Extract Files from TCP Stream

Forensic file extraction from network captures

Week 4 TOPIC

TCP Stream File Extraction

During incident response, analysts often need to extract files that were transferred over the network. Malware downloads, exfiltrated data, and lateral movement artifacts can all be recovered from packet captures. Per NIST SP 800-86, network forensics provides critical evidence that may not exist on the endpoint (especially if the attacker wiped the disk).

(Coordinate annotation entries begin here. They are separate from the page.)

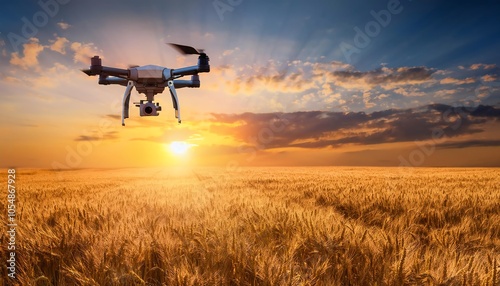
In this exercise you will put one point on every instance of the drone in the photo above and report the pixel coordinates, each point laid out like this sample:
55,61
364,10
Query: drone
151,80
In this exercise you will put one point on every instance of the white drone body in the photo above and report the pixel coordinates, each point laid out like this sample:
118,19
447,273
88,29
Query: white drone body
151,80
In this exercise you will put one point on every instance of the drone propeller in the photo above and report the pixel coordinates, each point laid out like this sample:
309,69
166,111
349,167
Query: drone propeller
186,50
86,71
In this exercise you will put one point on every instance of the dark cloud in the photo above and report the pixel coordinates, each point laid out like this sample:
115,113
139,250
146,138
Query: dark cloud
318,129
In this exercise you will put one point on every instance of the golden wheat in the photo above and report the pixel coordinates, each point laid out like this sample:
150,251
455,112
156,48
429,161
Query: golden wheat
258,226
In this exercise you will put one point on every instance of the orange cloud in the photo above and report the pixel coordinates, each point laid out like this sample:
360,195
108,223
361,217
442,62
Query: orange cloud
83,52
450,80
59,45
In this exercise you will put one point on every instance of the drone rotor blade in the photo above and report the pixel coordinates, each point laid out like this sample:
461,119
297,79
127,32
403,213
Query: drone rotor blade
186,50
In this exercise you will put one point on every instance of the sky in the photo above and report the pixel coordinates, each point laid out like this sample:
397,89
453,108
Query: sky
292,83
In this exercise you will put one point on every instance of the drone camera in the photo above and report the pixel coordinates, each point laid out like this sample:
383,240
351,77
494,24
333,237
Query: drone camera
149,108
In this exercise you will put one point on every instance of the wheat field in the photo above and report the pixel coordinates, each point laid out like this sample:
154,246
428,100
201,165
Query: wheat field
257,226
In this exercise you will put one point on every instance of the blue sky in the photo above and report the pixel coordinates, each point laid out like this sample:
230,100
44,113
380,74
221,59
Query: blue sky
267,57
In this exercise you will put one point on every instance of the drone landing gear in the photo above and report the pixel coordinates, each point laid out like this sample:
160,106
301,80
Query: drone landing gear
126,100
175,100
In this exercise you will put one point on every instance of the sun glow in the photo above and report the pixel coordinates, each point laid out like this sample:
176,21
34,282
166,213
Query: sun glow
178,147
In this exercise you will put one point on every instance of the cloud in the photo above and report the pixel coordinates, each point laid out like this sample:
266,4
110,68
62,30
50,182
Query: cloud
387,78
450,80
320,129
489,78
59,45
482,66
469,143
63,25
31,50
96,136
83,52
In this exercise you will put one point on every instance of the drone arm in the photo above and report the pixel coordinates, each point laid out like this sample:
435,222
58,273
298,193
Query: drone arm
175,100
112,80
194,82
126,100
114,71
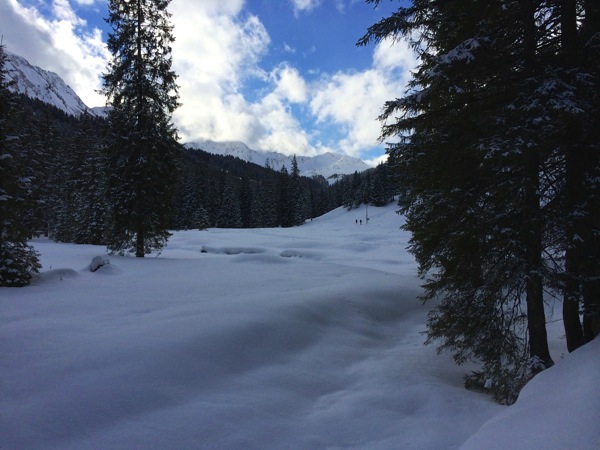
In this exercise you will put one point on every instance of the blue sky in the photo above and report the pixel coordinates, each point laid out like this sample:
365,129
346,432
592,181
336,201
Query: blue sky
281,75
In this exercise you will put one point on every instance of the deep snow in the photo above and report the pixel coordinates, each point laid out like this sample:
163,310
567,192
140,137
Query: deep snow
301,338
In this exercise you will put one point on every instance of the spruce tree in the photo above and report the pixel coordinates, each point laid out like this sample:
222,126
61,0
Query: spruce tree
18,260
472,149
143,152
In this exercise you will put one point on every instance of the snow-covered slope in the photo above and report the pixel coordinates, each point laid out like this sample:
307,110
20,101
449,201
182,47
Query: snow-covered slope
327,164
285,338
43,85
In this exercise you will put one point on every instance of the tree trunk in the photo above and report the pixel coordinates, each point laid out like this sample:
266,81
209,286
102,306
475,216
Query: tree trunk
574,198
532,233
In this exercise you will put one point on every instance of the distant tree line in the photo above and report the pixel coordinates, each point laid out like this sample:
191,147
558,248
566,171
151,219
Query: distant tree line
56,180
499,151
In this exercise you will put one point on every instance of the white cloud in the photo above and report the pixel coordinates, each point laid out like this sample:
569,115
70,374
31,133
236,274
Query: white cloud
59,44
290,85
304,5
353,100
217,55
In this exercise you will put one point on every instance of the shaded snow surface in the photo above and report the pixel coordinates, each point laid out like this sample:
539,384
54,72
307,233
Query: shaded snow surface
301,338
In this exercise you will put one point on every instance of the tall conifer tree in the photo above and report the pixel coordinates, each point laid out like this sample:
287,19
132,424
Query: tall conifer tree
18,259
143,152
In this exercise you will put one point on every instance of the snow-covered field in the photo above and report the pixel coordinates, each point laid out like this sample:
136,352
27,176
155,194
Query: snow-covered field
302,338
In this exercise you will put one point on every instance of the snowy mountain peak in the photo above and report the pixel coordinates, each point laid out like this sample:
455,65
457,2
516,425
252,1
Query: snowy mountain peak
327,164
43,85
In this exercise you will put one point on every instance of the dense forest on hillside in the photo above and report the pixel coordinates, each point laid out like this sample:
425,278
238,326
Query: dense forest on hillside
68,203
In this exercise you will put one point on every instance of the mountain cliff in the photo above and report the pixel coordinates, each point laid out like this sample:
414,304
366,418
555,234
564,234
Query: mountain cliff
48,87
43,85
328,164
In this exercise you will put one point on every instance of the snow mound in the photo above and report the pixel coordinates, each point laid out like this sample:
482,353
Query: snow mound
555,411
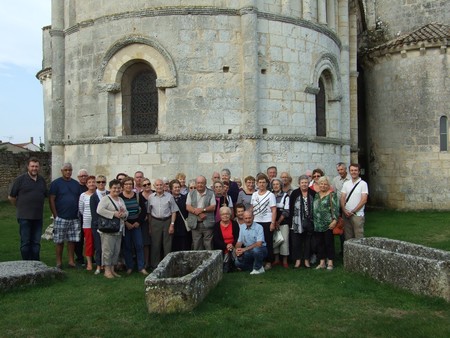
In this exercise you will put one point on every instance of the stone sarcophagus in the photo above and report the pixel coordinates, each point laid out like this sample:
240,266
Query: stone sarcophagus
182,280
417,268
21,273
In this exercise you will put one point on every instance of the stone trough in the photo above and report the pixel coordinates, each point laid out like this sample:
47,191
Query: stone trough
19,273
182,280
413,267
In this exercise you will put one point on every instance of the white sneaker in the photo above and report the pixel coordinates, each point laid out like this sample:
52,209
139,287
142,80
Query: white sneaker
258,272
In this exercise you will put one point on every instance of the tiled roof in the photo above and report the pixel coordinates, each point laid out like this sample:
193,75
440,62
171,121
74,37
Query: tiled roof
432,32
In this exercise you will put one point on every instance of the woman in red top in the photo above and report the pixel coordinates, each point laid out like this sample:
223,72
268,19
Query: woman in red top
225,236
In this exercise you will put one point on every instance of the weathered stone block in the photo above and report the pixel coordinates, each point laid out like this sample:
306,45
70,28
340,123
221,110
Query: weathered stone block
182,280
413,267
18,273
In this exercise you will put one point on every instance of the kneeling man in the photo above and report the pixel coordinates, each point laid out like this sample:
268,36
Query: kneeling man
251,248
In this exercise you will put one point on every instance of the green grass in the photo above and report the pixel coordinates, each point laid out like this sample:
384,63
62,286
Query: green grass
289,303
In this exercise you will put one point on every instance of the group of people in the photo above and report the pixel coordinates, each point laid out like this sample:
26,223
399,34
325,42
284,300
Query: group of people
239,218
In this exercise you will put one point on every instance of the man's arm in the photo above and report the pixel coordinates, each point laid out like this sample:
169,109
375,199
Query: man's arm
12,200
51,200
361,203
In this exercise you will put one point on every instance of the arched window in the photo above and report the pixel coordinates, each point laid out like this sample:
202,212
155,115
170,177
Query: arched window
443,131
321,123
140,100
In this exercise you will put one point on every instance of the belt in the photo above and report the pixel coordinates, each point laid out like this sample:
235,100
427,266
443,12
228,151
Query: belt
161,219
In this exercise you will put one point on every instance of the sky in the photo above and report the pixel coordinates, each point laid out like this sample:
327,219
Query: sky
21,95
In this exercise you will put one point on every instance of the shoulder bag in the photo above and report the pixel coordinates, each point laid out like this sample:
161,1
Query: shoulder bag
339,227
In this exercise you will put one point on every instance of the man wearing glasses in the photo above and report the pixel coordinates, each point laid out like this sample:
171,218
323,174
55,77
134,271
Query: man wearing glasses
28,194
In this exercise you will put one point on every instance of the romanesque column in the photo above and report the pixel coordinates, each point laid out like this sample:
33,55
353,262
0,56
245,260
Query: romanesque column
331,14
306,9
353,69
250,78
58,60
322,11
343,33
58,86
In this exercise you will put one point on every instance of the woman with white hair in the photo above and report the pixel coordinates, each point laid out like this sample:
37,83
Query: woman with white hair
282,219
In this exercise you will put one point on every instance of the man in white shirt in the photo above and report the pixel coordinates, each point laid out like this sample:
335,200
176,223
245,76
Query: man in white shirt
353,200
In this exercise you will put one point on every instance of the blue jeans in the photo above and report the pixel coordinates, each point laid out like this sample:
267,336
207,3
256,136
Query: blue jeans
30,238
252,259
133,236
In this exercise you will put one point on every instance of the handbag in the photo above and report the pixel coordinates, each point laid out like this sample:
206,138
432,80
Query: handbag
109,225
278,238
48,233
186,224
339,227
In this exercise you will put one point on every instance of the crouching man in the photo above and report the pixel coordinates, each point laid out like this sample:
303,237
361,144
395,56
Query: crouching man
251,248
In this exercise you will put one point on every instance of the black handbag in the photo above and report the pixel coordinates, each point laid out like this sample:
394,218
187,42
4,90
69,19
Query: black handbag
109,225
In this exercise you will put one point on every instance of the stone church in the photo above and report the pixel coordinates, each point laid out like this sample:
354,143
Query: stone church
165,86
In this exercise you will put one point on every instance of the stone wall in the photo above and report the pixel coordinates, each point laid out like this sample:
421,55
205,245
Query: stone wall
236,86
13,165
404,97
403,16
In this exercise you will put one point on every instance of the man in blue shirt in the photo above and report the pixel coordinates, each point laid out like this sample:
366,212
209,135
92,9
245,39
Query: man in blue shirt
28,194
251,247
63,196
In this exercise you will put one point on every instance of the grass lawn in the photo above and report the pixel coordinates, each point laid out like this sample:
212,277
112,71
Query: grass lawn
279,303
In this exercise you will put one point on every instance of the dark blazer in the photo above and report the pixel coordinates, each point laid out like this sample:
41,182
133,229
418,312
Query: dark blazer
180,228
296,194
218,241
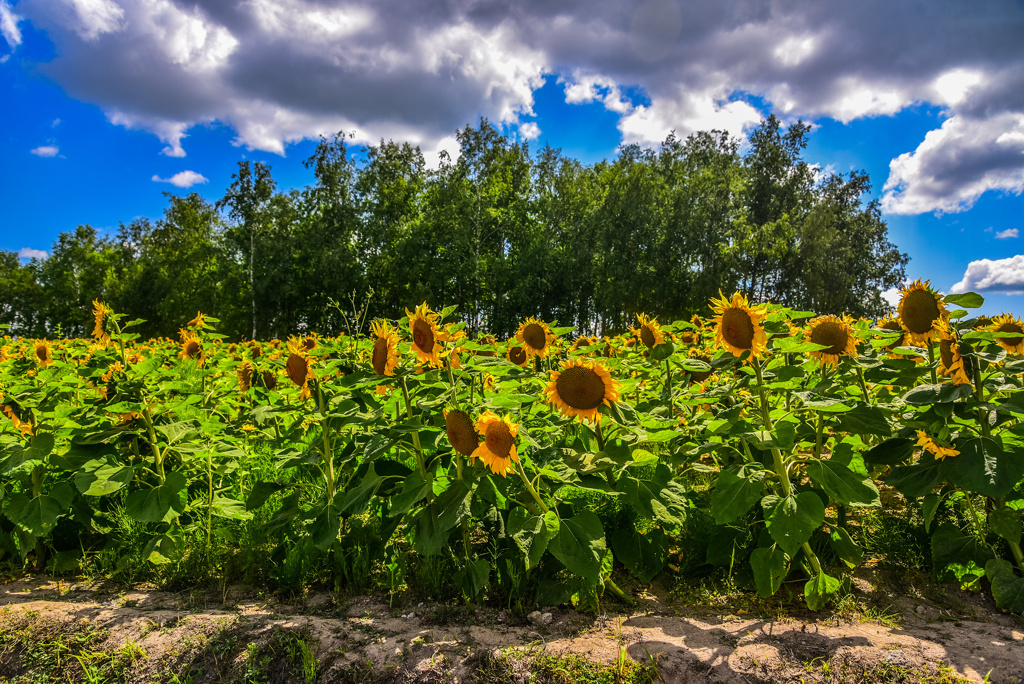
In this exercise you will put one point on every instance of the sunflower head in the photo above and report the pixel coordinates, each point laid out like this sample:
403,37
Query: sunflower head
43,352
834,332
1008,324
950,361
921,308
536,337
517,354
427,337
461,432
385,353
581,387
498,450
738,325
648,331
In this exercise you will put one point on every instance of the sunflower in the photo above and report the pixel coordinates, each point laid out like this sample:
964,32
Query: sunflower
247,376
517,355
1008,324
938,451
192,347
536,337
581,387
385,353
43,352
498,449
300,370
950,361
836,334
461,433
426,336
738,325
648,331
920,309
99,311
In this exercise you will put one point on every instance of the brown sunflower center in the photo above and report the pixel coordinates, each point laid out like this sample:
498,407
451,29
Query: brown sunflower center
296,369
380,355
499,439
193,348
517,355
647,336
461,432
423,336
1009,328
737,329
581,387
920,311
833,335
534,336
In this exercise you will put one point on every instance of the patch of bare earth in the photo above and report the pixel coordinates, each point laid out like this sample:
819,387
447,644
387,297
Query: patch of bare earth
153,636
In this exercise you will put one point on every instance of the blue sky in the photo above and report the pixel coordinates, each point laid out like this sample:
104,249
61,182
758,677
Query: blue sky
105,100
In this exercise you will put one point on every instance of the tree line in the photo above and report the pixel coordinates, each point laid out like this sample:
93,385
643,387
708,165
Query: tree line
502,233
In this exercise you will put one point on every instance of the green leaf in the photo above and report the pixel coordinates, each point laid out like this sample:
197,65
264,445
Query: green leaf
844,546
645,555
1007,523
968,300
733,496
792,520
984,468
1008,589
819,590
580,546
769,565
531,532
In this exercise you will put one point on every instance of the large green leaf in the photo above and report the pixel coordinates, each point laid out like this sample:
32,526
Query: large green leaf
792,520
984,468
580,546
769,565
645,555
734,495
531,532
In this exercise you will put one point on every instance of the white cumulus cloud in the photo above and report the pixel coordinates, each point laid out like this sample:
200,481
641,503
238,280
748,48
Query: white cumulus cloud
993,275
46,151
182,179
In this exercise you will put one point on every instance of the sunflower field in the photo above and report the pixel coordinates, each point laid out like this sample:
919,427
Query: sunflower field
542,469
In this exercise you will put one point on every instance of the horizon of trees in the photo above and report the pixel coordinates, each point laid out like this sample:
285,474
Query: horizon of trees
499,232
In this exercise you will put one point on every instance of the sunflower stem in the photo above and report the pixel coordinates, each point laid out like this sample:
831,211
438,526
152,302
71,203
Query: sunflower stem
529,487
416,434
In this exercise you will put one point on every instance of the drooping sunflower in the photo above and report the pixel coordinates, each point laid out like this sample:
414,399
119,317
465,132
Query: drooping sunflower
950,362
385,353
426,336
498,449
99,312
247,376
536,337
835,332
648,331
517,354
461,431
738,325
43,352
192,347
937,450
921,308
1008,324
581,387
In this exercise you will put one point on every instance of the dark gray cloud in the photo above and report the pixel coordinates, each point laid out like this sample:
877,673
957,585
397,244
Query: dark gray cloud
279,71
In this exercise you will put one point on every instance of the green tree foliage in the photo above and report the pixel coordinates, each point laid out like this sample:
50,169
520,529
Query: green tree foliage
501,232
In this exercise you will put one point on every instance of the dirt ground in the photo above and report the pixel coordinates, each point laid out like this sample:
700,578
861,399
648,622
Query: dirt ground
154,636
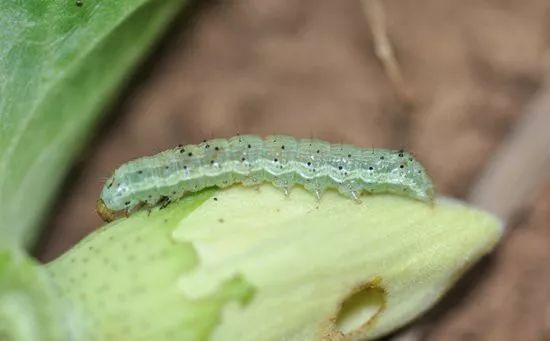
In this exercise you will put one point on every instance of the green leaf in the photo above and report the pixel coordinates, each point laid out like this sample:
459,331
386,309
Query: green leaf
59,65
245,264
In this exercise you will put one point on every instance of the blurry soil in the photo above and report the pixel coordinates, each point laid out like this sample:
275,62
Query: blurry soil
308,68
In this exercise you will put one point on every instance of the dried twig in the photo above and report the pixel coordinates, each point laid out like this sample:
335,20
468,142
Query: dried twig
374,12
520,164
508,181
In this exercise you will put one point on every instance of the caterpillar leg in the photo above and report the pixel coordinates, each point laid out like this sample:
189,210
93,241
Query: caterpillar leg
352,190
316,188
163,202
283,183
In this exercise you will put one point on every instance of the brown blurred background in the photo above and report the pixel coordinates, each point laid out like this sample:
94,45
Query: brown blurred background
309,68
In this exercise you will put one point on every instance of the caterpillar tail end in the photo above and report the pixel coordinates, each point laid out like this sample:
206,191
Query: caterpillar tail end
105,213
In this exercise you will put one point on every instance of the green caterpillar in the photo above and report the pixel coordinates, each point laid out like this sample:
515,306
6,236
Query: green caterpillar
282,160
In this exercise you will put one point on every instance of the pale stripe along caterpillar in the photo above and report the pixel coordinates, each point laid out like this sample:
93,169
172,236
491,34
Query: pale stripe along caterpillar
248,159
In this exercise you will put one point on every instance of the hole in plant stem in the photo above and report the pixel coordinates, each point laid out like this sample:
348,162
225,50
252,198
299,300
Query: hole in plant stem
361,308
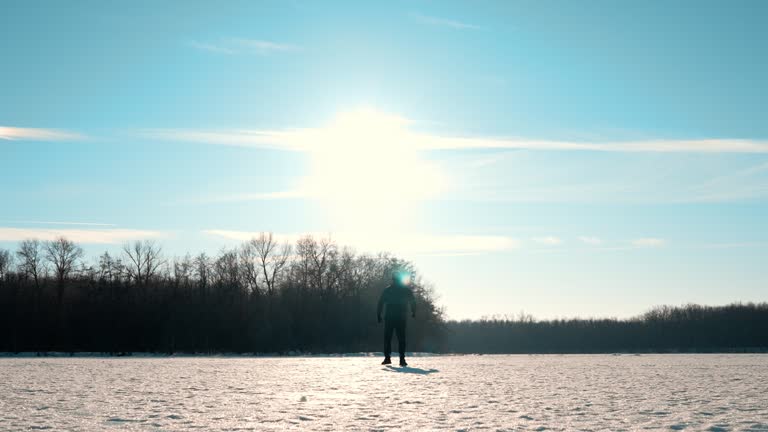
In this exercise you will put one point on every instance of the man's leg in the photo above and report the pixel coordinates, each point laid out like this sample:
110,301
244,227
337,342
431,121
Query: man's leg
400,328
388,328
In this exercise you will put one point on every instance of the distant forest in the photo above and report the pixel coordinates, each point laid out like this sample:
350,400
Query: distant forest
309,297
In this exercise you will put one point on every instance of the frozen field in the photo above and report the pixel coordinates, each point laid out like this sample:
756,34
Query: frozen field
549,392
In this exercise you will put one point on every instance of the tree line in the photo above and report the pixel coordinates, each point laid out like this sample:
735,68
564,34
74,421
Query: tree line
690,328
262,296
265,296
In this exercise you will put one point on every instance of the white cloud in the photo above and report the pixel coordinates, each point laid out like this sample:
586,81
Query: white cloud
548,240
443,22
243,46
92,236
590,240
649,242
419,244
36,134
314,139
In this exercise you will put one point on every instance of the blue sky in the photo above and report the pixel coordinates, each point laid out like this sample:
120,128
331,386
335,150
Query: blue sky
561,158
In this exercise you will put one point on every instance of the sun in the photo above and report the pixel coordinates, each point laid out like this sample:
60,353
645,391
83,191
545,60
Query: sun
367,172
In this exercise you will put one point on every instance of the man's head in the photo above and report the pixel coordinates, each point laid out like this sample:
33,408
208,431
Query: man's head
401,278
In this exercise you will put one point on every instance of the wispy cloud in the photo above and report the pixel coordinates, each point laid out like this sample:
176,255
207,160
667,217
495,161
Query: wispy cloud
243,46
590,240
89,236
419,244
649,242
307,139
36,134
548,240
443,22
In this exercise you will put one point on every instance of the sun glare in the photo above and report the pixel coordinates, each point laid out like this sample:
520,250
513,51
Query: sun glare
367,173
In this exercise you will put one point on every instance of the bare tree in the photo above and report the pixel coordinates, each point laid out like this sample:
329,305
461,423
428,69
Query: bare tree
63,255
227,270
272,258
6,261
202,270
143,259
31,262
249,268
110,269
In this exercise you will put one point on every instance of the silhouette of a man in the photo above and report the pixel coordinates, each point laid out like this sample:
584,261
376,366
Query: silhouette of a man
396,298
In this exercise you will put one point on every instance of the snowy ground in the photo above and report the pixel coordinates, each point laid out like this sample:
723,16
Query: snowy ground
600,392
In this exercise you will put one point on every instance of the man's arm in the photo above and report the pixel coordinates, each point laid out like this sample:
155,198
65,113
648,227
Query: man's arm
380,306
412,299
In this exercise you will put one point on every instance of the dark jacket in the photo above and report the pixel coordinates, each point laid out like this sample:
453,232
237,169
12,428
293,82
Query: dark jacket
396,298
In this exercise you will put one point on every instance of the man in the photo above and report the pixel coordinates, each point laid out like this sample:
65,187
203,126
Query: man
396,297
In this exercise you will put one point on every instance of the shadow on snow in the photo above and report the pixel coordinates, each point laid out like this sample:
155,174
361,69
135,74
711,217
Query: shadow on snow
408,369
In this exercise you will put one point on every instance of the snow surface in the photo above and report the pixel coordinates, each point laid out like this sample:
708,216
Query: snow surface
536,392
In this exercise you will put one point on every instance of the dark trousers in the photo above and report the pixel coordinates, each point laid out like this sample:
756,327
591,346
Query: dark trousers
396,325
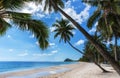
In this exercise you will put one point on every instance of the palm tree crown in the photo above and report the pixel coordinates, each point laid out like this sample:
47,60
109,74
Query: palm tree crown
64,30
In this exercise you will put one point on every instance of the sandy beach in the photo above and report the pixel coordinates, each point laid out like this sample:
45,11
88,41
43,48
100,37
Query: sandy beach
79,70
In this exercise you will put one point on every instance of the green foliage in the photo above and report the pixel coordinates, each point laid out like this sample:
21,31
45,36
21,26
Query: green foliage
23,21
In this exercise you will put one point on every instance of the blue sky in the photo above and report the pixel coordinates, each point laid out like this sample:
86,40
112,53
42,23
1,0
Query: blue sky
17,45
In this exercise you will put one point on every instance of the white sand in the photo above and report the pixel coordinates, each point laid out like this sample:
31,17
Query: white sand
80,70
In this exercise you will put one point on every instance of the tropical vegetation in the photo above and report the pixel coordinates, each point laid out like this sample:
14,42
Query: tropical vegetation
57,5
9,17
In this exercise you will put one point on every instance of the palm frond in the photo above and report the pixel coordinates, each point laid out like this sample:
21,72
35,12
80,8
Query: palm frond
24,22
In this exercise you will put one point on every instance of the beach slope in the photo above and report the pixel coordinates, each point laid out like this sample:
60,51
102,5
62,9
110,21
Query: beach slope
79,70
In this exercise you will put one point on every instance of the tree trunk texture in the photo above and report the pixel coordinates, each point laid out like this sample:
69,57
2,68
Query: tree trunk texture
103,52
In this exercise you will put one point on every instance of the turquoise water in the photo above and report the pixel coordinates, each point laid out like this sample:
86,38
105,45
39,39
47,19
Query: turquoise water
13,66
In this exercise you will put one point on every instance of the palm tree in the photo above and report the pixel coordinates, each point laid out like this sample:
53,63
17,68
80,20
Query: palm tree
22,20
107,15
64,30
57,7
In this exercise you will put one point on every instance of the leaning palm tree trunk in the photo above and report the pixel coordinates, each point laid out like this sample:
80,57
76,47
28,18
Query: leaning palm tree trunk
104,70
103,52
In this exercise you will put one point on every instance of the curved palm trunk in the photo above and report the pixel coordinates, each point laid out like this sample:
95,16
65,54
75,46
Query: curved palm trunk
103,52
87,57
115,49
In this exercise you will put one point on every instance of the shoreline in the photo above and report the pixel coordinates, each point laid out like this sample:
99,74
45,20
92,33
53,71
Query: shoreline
77,70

Common Extraction Scenarios

Malware Downloads

Extract malicious executables downloaded via HTTP/HTTPS for analysis in sandbox. Look for PE files (MZ header) in HTTP responses with suspicious content-disposition headers or non-standard content types.

Data Exfiltration

Recover files sent to external servers to assess breach scope. Look for large HTTP POST bodies, base64-encoded data, or files uploaded via WebDAV/FTP. Determines exactly what data left the organization.

Email Attachments

Extract attachments from SMTP traffic for phishing analysis. MIME-encoded attachments can be decoded and analyzed for malicious content, macros, or embedded exploits. Critical for initial access vector determination.

Lateral Movement

Recover files transferred via SMB during internal propagation. PsExec, WMI, and PowerShell remoting all leave artifacts in network traffic. SMB file transfers between workstations are almost always malicious.

Chain of Custody

Extracted files are forensic evidence. Always maintain chain of custody: document who captured the pcap, when, from what interface, using what tool and version. Hash the pcap immediately (SHA-256) before any analysis. Store original pcap on write-protected media.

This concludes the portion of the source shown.